16
votes

How to automatically remove unused units from uses section on all source files of the project on Delphi XE2?

P.S. IDE will work much faster after that.

5
The question is made more exact. Please cancel "on hold" flag. The question is very important for every large project on Delphi and the answer will be very useful for all developers.Dmitry
Can you define exactly what you mean by "unused unit". Do note that units with initialization code may have an impact on your program even if you refer to none of their exported symbols.David Heffernan
Automatically removing units isn't as simple as you think. Some units have initialization sections that may do something that's needed (for instance, calling CoInitialize to set up COM) even though nothing else in the unit appears to be called. (Yes, I know you can manually call CoInitialize yourself; the point is that you can't always tell automatically what the unit might be doing.)Ken White

5 Answers

18
votes

There is no way to fully automate this.

There are a few tools I'm aware of that take a wizard approach:

  • CnPack Uses Units Cleaner
  • Peganza's Pascal Analyzer (and it's sidekick icarus).
  • The Lazarus IDE has a "Unused Units" dialog in it's CodeTools package.

Peganza's tools simply show a report. CnPack will prompt to remove the unused units for you but you must confirm. Lazarus presents you with a list of unit's it thinks are unused and gives you the choice of removing some or all of them.

Why isn't it automated?

Because this is static analysis. Even the most sophisticated tools cannot determine with 100% certainty whether a specific line of code will be used at runtime let alone an entire unit. These tools have implemented their own parsers to accomplish this feat but they aren't fool proof.

In any case the main benefit of cleaning up the uses clause is removing visual clutter from both the source itself and the code completion feature.
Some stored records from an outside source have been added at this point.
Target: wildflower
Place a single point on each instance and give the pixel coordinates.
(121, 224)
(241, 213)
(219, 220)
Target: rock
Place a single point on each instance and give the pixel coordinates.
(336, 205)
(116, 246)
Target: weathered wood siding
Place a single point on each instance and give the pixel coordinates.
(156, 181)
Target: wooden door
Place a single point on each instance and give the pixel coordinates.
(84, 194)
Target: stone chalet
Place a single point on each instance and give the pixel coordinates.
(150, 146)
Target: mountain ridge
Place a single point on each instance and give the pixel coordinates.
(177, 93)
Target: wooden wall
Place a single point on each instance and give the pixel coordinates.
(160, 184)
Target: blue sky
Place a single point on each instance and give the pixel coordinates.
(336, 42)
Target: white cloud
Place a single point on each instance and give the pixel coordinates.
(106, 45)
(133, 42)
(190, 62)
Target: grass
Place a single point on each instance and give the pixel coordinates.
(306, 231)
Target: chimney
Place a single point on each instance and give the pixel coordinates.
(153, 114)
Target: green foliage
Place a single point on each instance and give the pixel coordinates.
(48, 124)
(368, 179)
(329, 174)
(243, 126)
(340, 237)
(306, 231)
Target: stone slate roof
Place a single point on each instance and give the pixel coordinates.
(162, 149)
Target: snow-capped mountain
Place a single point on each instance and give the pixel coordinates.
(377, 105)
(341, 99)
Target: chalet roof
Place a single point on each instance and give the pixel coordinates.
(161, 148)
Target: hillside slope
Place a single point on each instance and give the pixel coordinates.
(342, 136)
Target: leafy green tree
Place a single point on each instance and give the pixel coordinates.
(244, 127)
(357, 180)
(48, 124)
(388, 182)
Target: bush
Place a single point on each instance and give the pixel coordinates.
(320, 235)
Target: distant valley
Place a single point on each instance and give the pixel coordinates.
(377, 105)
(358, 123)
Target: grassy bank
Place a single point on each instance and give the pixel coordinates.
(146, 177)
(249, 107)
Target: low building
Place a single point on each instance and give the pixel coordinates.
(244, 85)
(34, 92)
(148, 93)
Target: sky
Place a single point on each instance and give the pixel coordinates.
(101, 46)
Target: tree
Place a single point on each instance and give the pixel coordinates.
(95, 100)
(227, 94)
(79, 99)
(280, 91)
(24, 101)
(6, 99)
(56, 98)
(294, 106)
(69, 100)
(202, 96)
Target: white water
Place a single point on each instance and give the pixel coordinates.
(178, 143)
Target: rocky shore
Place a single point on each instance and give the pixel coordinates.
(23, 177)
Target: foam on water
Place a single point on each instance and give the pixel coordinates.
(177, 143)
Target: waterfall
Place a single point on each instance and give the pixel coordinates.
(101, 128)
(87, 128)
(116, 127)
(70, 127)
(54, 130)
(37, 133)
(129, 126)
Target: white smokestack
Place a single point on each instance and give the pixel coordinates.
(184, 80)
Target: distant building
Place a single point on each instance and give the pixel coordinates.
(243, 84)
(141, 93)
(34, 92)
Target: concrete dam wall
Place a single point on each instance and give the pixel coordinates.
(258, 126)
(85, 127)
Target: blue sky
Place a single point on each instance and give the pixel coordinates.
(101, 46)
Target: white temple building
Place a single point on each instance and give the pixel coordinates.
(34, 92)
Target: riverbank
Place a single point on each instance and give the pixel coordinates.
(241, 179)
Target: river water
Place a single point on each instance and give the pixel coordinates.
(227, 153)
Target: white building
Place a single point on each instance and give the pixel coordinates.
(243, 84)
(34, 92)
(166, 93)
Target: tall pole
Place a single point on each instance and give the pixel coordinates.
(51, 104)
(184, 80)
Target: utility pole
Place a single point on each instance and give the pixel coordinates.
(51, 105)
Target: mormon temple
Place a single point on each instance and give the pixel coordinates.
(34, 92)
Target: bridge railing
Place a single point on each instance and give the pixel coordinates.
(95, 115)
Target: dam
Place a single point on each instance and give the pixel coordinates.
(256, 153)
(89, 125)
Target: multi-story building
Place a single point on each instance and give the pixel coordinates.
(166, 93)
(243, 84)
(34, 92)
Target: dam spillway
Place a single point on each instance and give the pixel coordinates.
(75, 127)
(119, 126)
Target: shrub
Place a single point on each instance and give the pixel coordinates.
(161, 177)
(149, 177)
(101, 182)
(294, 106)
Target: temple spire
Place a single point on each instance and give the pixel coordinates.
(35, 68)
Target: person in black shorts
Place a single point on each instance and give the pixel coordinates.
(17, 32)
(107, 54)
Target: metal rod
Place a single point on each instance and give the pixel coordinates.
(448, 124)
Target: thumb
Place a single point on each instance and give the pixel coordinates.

Yes there is some performance gained during compiling and certain IDE background operations will speed up slightly but I think you'll be disappointed if you think the IDE will miraculously speed up.

You'll see better IDE and compiler performance by:

  1. Breaking your projects into smaller pieces that can be worked on independently.
  2. Eliminating duplicate code.
  3. Disabling unneeded IDE packages.

I'm certainly not trying to dissuade you from removing unused unit references. As I said it will help unclutter your source. Just make sure you're doing it for the right reasons.

13
votes

We have a utility called the Delphi Unit Dependency Scanner (DUDS). It scans your entire project and builds a fully searchable tree of the units and dependencies. It can be very useful in finding unused units.

The application is Freeware and you can find it here.

Disclaimer-I am the author.

4
votes

Don't think I would want a tool that would automatically rip out unnecessary units in the Uses section...

but there are tools out there to identify them...look at Icarus...freeware that you can get at http://www.peganza.com/downloads.htm

4
votes

CnPack has "Use Cleaner..." option that I have used unit by unit basis without a problem. It also has the ability to do the entire project - which I haven't tried due to the size of the project.

-1
votes

Use reFind.exe utility provided since Delphi XE, use this command

reFind *.pas /X:unuse.txt

And unuse.txt is a text file with something like this:

#unuse Unit1
#unuse Unit2
#unuse Unit3

And that's it. It will remove the units in the uses clause taking care if the unit is the last one used and there is a ; after the unit.